Franklin and Marshall, Lancaster, The Phillips Museum of Art
In the Dana Gallery, “Sonya Clark: Finding Freedom” highlights Lancaster as a key location along the Underground Railroad and the use of the night sky to guide those seeking freedom. This exhibit runs through April 30. Of special note, an Underground Railroad tour with the African American Historical Society of South Central Pennsylvania will take place on April 25 starting at 10 a.m.
At the Rothman Gallery, “What a Wonderful World” runs through March 29. The exhibit features four artists—Binh Danh, Rena Detrixhe, Ryan Hoover and Marion Wilson—who share a common concern over the environment and the future of our planet.
Through March 29, the Gibson Gallery is showing “Containing the Muse: Artists’ Books As Expression & Form.” Artists’ books are a form of creative expression that offer an opportunity for multi-discipline communication. Moreover, the Phillips Museum of Art celebrates its 20th anniversary this spring with special events such as a jazz night with the F&M Jazz Combo on March 12.
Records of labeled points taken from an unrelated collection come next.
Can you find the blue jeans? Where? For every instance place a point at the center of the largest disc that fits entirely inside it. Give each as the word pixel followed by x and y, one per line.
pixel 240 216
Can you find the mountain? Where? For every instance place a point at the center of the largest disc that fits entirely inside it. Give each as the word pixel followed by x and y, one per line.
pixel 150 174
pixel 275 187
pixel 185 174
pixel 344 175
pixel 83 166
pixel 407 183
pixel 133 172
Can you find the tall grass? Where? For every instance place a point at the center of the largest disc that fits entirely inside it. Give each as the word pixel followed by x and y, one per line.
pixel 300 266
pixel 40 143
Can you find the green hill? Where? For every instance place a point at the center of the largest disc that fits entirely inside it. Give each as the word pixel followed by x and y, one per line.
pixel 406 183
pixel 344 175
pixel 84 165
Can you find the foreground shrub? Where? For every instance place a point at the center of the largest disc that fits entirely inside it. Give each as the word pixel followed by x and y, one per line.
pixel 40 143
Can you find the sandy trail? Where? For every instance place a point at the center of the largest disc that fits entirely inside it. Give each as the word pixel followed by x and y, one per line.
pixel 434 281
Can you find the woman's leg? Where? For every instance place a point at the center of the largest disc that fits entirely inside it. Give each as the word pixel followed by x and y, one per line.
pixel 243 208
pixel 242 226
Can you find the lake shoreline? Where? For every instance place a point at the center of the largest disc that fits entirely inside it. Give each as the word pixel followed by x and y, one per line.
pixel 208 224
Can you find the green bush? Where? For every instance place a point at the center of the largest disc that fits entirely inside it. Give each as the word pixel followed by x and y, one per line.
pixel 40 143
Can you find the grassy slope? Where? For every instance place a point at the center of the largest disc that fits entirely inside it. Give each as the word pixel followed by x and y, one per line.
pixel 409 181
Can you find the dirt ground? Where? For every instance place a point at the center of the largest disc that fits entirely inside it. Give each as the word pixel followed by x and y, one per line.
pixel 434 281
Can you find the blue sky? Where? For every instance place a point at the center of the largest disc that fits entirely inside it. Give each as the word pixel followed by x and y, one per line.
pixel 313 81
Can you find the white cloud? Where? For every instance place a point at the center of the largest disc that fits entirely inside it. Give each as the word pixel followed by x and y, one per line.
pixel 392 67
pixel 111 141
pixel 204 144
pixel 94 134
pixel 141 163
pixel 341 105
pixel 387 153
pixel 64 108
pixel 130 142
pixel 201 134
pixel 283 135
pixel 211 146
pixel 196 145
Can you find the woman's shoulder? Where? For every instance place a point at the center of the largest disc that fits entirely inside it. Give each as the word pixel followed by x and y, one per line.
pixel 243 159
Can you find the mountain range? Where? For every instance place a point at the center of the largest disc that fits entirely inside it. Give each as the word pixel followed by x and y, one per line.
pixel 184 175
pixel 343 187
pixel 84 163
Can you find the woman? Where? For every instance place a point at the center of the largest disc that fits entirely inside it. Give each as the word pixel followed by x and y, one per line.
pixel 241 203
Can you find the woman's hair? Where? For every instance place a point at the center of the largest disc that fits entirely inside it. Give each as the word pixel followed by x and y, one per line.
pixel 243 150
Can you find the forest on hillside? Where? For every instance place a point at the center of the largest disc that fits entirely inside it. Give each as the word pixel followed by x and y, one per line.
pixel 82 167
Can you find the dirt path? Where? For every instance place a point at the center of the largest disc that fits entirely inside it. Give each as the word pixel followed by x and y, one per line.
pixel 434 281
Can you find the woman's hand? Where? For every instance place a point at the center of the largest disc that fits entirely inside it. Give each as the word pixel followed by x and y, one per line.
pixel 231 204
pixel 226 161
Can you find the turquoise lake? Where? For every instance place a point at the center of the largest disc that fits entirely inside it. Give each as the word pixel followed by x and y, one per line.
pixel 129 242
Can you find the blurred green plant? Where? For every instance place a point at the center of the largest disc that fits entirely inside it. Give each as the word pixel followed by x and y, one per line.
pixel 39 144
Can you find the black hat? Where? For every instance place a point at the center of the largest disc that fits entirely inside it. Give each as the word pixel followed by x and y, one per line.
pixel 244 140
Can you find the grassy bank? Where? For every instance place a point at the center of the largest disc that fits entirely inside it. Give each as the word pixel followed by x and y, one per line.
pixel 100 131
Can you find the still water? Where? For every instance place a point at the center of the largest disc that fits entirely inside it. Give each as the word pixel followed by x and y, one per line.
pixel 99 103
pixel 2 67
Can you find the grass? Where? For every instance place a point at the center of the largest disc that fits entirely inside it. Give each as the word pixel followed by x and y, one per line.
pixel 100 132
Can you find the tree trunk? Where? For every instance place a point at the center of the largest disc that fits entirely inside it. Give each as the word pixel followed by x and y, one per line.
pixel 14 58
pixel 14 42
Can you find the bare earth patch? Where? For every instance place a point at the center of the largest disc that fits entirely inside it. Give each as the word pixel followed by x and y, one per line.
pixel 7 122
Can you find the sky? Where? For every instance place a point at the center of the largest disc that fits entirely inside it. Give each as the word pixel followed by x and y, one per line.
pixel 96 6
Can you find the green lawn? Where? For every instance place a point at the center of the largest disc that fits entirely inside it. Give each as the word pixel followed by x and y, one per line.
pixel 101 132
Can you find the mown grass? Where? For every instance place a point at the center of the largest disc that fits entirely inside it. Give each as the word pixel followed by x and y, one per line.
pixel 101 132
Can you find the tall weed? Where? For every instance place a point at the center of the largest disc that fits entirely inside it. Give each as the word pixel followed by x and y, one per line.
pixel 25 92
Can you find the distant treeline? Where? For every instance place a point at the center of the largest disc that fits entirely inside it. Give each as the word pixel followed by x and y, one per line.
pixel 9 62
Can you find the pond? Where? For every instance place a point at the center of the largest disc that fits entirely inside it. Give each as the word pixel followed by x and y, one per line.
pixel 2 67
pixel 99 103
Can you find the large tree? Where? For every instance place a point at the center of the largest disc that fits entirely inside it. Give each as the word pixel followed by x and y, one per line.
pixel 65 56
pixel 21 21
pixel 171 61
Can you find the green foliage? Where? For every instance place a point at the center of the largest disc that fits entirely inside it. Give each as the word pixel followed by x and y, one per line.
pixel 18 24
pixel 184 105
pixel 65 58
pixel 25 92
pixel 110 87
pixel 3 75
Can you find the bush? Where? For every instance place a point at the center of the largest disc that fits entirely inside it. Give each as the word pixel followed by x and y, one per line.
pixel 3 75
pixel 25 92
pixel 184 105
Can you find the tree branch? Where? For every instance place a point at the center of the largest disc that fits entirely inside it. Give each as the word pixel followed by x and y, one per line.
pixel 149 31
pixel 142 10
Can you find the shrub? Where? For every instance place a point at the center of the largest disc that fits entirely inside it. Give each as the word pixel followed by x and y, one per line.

Gettysburg College, Gettysburg, Schmucker Art Gallery
“Split Void” is an exhibit featuring the work of Julie Wills, associate professor of art at Washington College in Chestertown, Md. She is an interdisciplinary artist who works in the mediums of sculpture, collage and architectural interventions. She’s an artist with no ceiling on what she creates. Case in point: the mixed media schematic “Radical Geometry,” which marries art to the sciences, informing its own blueprint for tomorrow. Her exhibit runs March 27 through April 18. In addition, Wills will judge the works of students for the concurrent “Juried Student Exhibition.”
Lebanon Valley College, Lebanon, Suzanne H. Arnold Art Gallery
Lebanon Valley College features an exhibit from renowned civil rights photographer Danny Lyon, which runs through March 22. These black-and-white photos from the 1960s captured the history of the civil rights movement as it unfolded. Of special note, a photography workshop takes place on March 21. Afterwards, a student art thesis exhibit opens on April 23.
Messiah College, Grantham, Aughinbaugh Art Gallery
“Night, Desert, Garden: Matthew Doll Exhibition,” which runs through March 13, examines the relationship that coexists within landscapes that intersect Jerusalem and Rome. The exhibit seeks a commonality amidst strife, striking a balance between harmony and dissonance. “Messiah Senior Show I” and “Senior Show II” follow, both featuring works from senior students in the BFA Studio Programs, caps off the spring semester.
Millersville University, Millersville, Eckert Art Gallery
“Marc Chagall, Etchings and Lithographs,” March 12 to May 1, features 10 etchings and over 40 brilliantly colored lithographs from renowned artist Marc Chagall’s “Bible Suites” series. According to the gallery, Chagall stated he did not see the Bible but dreamed it as a child. His vision incorporates his Jewish heritage and his painting aesthetic as a modernist. Chagall’s works inform viewers with his poetic interpretations of the meaning of life.